The project will also collect and digitize accounts from news media, businesses and other organizations.

“But it’s the personal stories from people that are so much harder to [get],” Greenaway said. “If you don’t go out and get them, you don’t have them … so that’s really what we’re going for.”

She said the project wishes to represent the experiences of many different people in the community. Submissions can include written accounts, photos and even audio and video recordings.

“People can tell their stories and then they can attach a photo, so it could be a family in a house with purple hearts on the window and they’re playing a board game. Whatever people think is a significant experience to them,” Greenaway said.

She hopes to also have a section in the online form for people to include their suggestions for artifacts, such as samples of the pulp made at Harmac Pacific that is used in the manufacture of surgical masks and gowns, parts fabricated at VMAC for prototype ventilators in the U.S., or hand sanitizer made at Arbutus Distillery.

Museum and community archives staff are also documenting the effects of the pandemic photographically and through interviews and in the fall, the museum will build a display from pandemic-related information and artifacts to reflect what the community’s experience has been throughout the pandemic and how residents and businesses have adapted to living with coronavirus restrictions.

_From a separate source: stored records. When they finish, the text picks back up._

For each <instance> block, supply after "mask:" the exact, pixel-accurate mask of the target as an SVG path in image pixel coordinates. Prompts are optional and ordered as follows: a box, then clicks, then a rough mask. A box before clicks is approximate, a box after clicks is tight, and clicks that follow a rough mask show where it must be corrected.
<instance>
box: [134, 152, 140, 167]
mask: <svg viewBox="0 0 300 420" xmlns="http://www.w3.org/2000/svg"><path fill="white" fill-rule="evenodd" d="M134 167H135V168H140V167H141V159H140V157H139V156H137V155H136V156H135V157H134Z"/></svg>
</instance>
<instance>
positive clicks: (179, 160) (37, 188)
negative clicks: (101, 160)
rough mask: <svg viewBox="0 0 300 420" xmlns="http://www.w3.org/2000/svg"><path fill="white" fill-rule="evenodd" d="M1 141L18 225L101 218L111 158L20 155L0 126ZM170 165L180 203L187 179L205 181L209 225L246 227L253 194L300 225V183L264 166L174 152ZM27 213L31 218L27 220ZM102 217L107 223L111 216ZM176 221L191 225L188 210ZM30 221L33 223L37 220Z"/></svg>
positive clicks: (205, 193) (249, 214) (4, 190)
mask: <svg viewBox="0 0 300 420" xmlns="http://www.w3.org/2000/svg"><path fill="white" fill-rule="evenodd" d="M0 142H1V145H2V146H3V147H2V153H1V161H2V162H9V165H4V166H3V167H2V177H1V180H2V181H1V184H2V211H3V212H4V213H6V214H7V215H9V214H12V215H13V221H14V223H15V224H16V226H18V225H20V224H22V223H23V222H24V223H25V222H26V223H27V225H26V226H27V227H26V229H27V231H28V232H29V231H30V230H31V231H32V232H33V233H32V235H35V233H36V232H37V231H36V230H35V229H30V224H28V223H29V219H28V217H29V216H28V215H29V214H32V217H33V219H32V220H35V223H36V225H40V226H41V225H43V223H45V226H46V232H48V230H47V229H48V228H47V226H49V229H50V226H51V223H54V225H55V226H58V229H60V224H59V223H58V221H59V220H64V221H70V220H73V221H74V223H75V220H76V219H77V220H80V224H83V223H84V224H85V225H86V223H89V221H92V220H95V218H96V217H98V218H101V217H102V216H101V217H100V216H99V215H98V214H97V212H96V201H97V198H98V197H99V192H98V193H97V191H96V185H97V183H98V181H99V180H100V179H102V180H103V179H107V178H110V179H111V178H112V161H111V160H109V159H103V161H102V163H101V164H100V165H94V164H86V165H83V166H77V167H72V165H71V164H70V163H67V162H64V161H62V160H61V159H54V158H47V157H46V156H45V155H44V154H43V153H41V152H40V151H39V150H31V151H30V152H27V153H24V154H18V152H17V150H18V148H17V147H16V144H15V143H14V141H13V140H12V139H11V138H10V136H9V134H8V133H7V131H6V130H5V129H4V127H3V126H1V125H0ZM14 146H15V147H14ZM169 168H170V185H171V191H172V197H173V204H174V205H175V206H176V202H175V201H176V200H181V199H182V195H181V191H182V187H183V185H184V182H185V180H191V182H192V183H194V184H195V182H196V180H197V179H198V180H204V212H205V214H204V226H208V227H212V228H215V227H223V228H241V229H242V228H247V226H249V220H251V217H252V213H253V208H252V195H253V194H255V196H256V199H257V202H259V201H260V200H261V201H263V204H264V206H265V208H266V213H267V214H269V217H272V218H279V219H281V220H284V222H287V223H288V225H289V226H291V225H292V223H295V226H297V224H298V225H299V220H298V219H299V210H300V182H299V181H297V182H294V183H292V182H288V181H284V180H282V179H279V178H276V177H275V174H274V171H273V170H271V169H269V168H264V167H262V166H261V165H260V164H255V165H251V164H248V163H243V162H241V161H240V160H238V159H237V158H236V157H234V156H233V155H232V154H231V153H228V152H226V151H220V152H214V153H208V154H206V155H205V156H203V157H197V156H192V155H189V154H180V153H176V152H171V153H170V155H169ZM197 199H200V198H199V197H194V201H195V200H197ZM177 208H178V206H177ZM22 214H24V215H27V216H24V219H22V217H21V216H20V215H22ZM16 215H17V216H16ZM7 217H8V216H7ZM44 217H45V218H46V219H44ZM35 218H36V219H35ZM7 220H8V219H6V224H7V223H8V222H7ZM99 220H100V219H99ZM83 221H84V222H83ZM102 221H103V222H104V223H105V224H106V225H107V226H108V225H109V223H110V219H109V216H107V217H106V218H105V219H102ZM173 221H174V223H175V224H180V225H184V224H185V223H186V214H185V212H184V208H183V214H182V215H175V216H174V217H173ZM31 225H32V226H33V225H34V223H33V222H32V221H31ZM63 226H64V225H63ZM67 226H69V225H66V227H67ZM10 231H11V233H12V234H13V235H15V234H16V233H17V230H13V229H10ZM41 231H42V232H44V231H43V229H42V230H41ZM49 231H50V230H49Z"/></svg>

“There is considerable urgency to record and preserve what’s going on in Nanaimo right now,” said Christine Meutzner, Nanaimo Community Archives manager, in a press release. “This is our chance to capture how Nanaimoites are responding and adapting to a global crisis as it is unfolding. We are proud to partner with the Nanaimo Museum on what may be the most important material we, as organizations, ever collect.”

The organizations will start collecting stories on the museum website at http://nanaimomuseum.ca/ the week of April 27 and the project will remain open indefinitely.

“The project will remain open because we don’t know long this situation is going to last, so we wanted to be able to gather stories and get in as much as possible,” Greenaway said.